I snorted. "Yes to both."


He rolled his eyes.


"I get what you mean," I replied, "as much as I'd like to admit that what he did doesn't bother me, it does. I can still feel his hands all over my body," I swallowed hard, "a-and it makes me sick, like I'll never be able to get rid of it."


He let a plume of air out of his nose as he brought my face to his chest. He tightened his grip around my body and rested his chin on top of my head. As we laid there together I closed my eyes, feeling the beat of his heart rapidly pound against his chest.


As terrible of an idea it was to have sex with him right now the thought refused to leave my mind. I knew his touch wouldn't get rid of Kane's. However, I also knew that that wasn't his intention. All he wanted to do was make me feel loved, like I was worthy of something other than pain and fear.


"Hey." I gave his chest a quick pat before pulling myself back up again. Slowly, I swung one leg over his lap, pressing the inside of my thighs against the outside of his. I swallowed hard, feeling a sense of nervousness bubble in my stomach as I gripped the top button of his shirt. I ran my thumb along the edge of it, letting out a heavy breath before pushing it through the hole and looking up at him.

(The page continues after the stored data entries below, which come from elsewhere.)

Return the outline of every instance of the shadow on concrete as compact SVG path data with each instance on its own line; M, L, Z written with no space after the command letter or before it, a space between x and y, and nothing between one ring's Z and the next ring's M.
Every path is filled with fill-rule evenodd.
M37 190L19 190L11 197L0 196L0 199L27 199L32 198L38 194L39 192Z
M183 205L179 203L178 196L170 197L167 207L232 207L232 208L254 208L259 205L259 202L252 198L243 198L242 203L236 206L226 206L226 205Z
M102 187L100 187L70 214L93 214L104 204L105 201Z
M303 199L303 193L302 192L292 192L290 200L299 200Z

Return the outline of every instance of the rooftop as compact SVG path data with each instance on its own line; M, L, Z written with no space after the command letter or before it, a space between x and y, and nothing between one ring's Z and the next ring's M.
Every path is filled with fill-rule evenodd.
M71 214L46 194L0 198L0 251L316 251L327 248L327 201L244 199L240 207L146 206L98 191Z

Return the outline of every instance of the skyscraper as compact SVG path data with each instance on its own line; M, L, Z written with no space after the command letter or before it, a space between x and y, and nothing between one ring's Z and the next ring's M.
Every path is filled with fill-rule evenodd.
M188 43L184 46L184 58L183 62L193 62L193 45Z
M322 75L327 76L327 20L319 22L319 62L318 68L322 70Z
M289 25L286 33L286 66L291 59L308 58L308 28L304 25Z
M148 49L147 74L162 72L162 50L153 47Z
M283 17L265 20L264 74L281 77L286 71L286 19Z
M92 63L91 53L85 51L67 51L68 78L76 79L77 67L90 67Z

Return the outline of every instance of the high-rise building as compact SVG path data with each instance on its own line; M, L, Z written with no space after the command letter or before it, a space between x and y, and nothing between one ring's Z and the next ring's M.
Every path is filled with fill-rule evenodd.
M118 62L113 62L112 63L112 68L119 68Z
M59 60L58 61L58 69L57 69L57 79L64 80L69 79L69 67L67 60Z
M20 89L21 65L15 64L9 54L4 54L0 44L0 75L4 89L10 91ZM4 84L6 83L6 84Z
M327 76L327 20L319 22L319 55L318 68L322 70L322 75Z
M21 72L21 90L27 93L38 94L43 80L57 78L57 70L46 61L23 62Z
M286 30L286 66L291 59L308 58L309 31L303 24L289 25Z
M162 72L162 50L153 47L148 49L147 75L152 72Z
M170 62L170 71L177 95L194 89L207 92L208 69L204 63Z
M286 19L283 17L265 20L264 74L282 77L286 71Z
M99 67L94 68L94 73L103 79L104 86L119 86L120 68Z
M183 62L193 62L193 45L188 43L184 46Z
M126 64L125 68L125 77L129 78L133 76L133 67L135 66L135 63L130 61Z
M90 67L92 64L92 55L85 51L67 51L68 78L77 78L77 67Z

His eyes scanned my face, ultimately falling onto my lips. As they did, he licked his own.


"Spencer?"


"Hm?" His eyes darted up to mine.


"Is this a good idea?" I asked, even though both of us already knew it wasn't.


"Probably not," he chuckled nervously.


I nodded my head. Despite his answer, I reached for the second button. Before I could grab it though, he took hold of my wrists and pulled me into him, reaching to grip the back of my head as our lips crashed together. When they did I almost passed out.